On April 5, 2012, the Company and Sky entered into a settlement agreement (the "Agreement"). The terms of the Agreement included the following: (i) the Company would pay $4.0 million to Sky by April 12, 2012; (ii) dismissal with prejudice of all legal proceedings related to the litigation, (iii) mutual releases and covenants not to sue; and (iv) Sky granting a license to the Company of Sky's patents.


Beaver County Retirement Fund vs JDA Software Group Inc, C.A. No. 7446-ML
On April 20, 2012, Beaver County Retirement Fund, a stockholder of the Company, commenced an action in the Delaware Court of Chancery (C.A. No. 7446-ML) seeking access to certain books and records of the Company pursuant to Section 220 of the Delaware General Corporation Law. On May 15, 2012, the Company filed a motion to dismiss the complaint for failure to state a claim upon which relief could be granted. To date, no briefing schedule on the Company's motion to dismiss has been set by the Court of Chancery. We believe that the ultimate outcome of the lawsuit will not result in a material adverse effect on our financial condition or results of operations.
SEC Inquiries; Audit Committee Investigation
In January 2012, we disclosed that we received a subpoena from the Division of Enforcement and a comment letter from the Division of Corporation Finance of the SEC requesting information and documents related to revenue recognition and other accounting and financial reporting matters for certain past fiscal years. In response to the SEC's inquiries, our Audit Committee promptly commenced an investigation into our revenue recognition policies and the application of these policies during the periods in question, engaged an outside accounting firm separate from our independent auditors and engaged special counsel to undertake a fact-finding investigation. Our outside legal counsel also assisted in this investigation.
In conjunction with this investigation, the Company:
responded to comment letters from the SEC's Division of Corporation Finance regarding its revenue recognition policies and the restatement; and
provided the SEC's Division of Enforcement with information and documents it requested.

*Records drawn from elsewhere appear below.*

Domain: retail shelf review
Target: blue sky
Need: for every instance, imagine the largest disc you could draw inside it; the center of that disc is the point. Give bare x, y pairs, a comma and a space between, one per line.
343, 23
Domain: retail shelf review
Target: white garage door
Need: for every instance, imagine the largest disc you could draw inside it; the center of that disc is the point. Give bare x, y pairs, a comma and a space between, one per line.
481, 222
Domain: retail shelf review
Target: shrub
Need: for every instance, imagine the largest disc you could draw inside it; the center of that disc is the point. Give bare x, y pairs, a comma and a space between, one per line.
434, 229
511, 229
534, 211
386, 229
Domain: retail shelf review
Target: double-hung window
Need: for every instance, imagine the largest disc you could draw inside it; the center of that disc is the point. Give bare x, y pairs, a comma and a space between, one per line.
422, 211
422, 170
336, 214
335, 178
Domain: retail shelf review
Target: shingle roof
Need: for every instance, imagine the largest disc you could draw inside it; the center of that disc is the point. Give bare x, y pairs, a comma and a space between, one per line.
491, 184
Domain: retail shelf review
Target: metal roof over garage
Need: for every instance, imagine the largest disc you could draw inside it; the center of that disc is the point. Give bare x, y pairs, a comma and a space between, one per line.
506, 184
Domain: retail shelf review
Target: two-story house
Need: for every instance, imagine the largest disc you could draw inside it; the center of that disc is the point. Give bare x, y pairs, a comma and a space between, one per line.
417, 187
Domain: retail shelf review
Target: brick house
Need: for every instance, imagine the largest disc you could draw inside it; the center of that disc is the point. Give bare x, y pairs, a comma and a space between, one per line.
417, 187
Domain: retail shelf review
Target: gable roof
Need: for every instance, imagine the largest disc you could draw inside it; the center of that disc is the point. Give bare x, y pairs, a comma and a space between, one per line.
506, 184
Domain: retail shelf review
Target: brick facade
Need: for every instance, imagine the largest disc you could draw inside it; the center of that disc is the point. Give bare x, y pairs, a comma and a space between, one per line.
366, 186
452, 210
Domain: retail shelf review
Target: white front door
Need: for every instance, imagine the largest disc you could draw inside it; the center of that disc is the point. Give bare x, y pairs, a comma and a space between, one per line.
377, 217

The Audit Committee, with its outside advisors, has completed the internal investigation. The investigation uncovered no evidence of fraud or intentional wrongdoing.  The Company continues to cooperate with the SEC in connection with its investigation.

We are involved in other legal proceedings and claims arising in the ordinary course of business. Although there can be no assurance, management does not currently believe the disposition of these matters will have a material adverse effect on our business, financial position, results of operations or cash flows.